第8話 夜ご飯

「あ、美味しい」

遥がロールキャベツを一口食べて感動していた。

「一応、うちのばあちゃん仕込みだからな。まだあるぞ」

本当は冷凍する用に取っておいたものを持ってくる。

「それで、なんでうちに来たんだよ」

「あー、それね」

遥がロールキャベツを食べながら頷く。くそ、結構可愛い。

「んー、ご奉仕的な?あなたを幸福にさせるために送られてきたの。んで、本来は一度堕天使になったら天使には戻れないんだけど、ラファエル様が償いをすれば特例を認めるとか言うから」

「いや、待て待て。何言ってるのかさっぱりわからん」

混乱している拓也を他所に、遥はここに来ることになった経緯をただひたすら言い続ける。拓也も断片的に聞いて繋ぎ合わせようとするが、全く繋ぎ合わない。

最終的に分かったことは、「遥は天使であったが、過去に拓也に対して何かの罪を犯したために堕天使となった」「天使として再び召喚されるために奉仕活動として地上に来た」。整理しても神話か何かにしか聞こえない。

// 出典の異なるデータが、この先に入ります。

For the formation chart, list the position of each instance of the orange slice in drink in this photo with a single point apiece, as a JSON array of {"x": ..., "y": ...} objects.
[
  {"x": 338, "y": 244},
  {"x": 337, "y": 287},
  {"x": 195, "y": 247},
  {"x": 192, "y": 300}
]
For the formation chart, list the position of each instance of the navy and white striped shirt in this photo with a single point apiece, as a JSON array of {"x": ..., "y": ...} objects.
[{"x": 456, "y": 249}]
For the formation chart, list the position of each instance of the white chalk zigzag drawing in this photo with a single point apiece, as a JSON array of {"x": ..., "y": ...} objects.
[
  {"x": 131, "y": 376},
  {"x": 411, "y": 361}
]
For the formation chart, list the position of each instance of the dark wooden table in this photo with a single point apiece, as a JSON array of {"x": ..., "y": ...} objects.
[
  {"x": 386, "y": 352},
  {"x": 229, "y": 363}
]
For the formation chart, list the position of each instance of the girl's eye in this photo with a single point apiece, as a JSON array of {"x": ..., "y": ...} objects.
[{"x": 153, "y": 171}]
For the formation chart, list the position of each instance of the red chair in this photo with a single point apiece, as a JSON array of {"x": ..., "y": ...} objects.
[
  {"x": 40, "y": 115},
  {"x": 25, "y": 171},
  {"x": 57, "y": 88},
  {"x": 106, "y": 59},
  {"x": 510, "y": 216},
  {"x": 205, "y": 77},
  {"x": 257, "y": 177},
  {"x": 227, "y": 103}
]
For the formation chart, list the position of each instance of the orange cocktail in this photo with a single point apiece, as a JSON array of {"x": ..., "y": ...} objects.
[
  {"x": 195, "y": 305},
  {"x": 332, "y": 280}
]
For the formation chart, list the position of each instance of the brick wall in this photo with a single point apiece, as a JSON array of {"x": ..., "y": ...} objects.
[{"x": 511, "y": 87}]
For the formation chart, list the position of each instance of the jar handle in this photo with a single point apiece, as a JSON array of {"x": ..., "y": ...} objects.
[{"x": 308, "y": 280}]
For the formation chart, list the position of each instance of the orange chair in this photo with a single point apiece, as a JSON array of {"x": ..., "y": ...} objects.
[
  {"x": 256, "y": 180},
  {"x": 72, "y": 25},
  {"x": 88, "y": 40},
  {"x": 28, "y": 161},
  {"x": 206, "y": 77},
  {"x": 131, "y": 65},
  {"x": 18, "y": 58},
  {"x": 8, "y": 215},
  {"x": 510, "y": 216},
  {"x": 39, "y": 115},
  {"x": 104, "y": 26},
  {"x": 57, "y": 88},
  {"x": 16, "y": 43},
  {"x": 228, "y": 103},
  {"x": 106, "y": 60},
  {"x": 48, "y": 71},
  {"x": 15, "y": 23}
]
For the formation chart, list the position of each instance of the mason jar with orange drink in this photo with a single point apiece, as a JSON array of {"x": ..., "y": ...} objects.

「とにかくあんたのことを幸せにするためにここにしばらく住むから」

「いや、ここの大家さんうちのおばさんで、親に女子と住んでるなんてバレたら大変なんだよ」

「そこら辺はどうにかなるでしょ」

もうそこには朝に見た「天使」の姿はなかった。確かに「堕天使」と呼ぶにふさわしい。

遥はロールキャベツを食べきり、手を合わせてごちそうさまをした。拓也が深いため息をつく。

「天使だか堕天使だかなんだか知らないが。新手の詐欺か?」


拓也が怪訝そうに言うと、遥は段ボールからいくつかの荷物を出してきた。